These proofreading tips just aren’t working for several of my students this year.
Is it because they’re lazy? Sloppy? Have low standards? Or is it because they can’t spot their errors — or that they don’t know grammar?
It’s probably all of the above. But in order for me to help them improve their writing, I need to figure out exactly what’s going on.
Here are some of my thoughts:
- Ask students about their proofreading process. How do they proofread? For how long? How do they know they’re finished?
- Observe students proofreading their essays. Suggest different methods and see which ones yield better results.
- Assign a standard proofreading process. Tell them exactly what to do and see if the uniformity works.
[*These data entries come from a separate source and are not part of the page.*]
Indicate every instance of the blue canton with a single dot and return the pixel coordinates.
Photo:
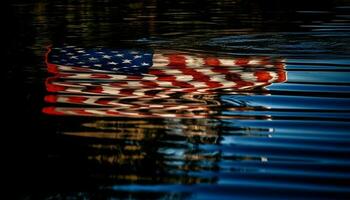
(118, 61)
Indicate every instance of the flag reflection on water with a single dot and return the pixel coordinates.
(161, 84)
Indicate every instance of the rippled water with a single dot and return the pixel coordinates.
(280, 138)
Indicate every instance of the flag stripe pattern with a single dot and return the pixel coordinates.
(127, 83)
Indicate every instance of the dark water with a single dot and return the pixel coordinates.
(287, 139)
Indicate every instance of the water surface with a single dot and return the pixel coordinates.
(287, 138)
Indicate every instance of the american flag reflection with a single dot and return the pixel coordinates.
(134, 83)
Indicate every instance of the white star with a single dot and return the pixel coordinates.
(126, 61)
(112, 63)
(106, 56)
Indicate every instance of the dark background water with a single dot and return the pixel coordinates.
(289, 141)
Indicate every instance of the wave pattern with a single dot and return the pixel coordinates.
(272, 122)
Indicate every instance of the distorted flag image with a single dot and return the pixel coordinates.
(103, 82)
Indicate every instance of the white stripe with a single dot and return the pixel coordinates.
(226, 62)
(194, 61)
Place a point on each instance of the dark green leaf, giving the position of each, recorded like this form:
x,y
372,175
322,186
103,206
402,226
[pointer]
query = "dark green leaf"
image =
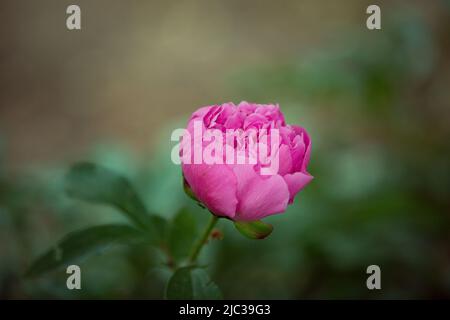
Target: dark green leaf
x,y
93,183
190,283
80,243
254,229
183,233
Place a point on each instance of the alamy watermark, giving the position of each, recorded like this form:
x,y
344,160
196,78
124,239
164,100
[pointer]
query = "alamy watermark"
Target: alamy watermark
x,y
231,146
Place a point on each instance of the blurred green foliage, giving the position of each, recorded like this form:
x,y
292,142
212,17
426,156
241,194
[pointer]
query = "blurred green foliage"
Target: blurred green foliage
x,y
377,109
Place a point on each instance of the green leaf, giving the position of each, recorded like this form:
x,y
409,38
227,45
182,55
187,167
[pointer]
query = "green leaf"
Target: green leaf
x,y
93,183
190,283
183,233
254,229
80,243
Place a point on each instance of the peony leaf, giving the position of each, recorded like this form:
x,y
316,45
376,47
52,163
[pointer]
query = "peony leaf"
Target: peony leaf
x,y
94,183
183,233
254,229
80,243
190,283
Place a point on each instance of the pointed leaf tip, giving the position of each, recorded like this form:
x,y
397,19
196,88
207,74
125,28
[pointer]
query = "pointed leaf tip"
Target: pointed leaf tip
x,y
254,229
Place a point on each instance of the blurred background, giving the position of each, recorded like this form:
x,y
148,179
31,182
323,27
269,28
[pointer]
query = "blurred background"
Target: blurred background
x,y
376,104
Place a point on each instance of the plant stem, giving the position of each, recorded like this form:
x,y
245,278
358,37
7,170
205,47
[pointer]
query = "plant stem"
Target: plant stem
x,y
199,245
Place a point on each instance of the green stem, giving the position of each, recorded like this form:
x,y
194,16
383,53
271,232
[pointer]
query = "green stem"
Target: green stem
x,y
199,245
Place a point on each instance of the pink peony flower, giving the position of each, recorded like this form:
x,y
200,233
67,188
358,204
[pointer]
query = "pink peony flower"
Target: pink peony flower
x,y
240,191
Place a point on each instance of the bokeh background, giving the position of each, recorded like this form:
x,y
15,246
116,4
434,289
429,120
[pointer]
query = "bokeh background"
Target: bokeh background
x,y
376,103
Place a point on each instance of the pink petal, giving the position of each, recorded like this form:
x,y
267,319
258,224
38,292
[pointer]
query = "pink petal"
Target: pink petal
x,y
214,185
259,197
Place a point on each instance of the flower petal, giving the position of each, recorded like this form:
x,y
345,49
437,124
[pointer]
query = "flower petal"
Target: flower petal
x,y
214,185
259,197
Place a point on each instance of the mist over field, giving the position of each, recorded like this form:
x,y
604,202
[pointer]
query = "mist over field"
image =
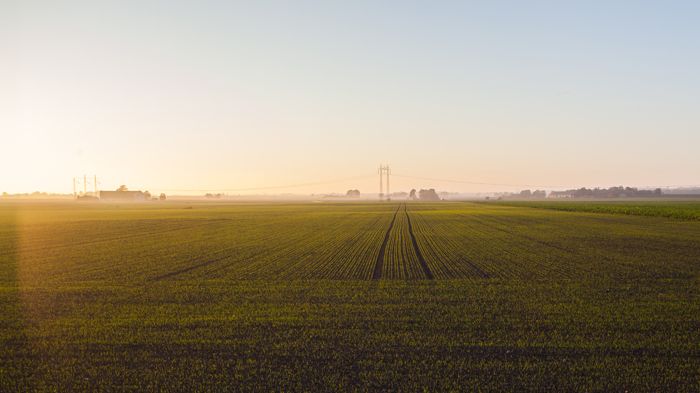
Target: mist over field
x,y
349,196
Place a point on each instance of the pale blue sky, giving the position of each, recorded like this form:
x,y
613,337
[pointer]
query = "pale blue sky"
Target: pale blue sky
x,y
207,95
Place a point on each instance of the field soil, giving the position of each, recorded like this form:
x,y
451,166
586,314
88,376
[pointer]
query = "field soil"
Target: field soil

That’s just a beginning list. I’m inclined to do all three. In fact, I began today with one student. I asked her about her feelings toward grammar and proofreading. (“I hate grammar!” she said.) She then proofread her essay in three different ways, and we talked about which method worked best for her and why. (The method she liked the best — reading a printed copy out loud — also found the most mistakes.)
I like #3, too. My students benefit from specific directions. One idea is to make all my students do the same exact proofreading process. Another (better) idea is for the students to proofread based on their grammar patterns. I know that other teachers do this, but I haven’t figured out a good way to pull this off. Please let me know if you have ideas!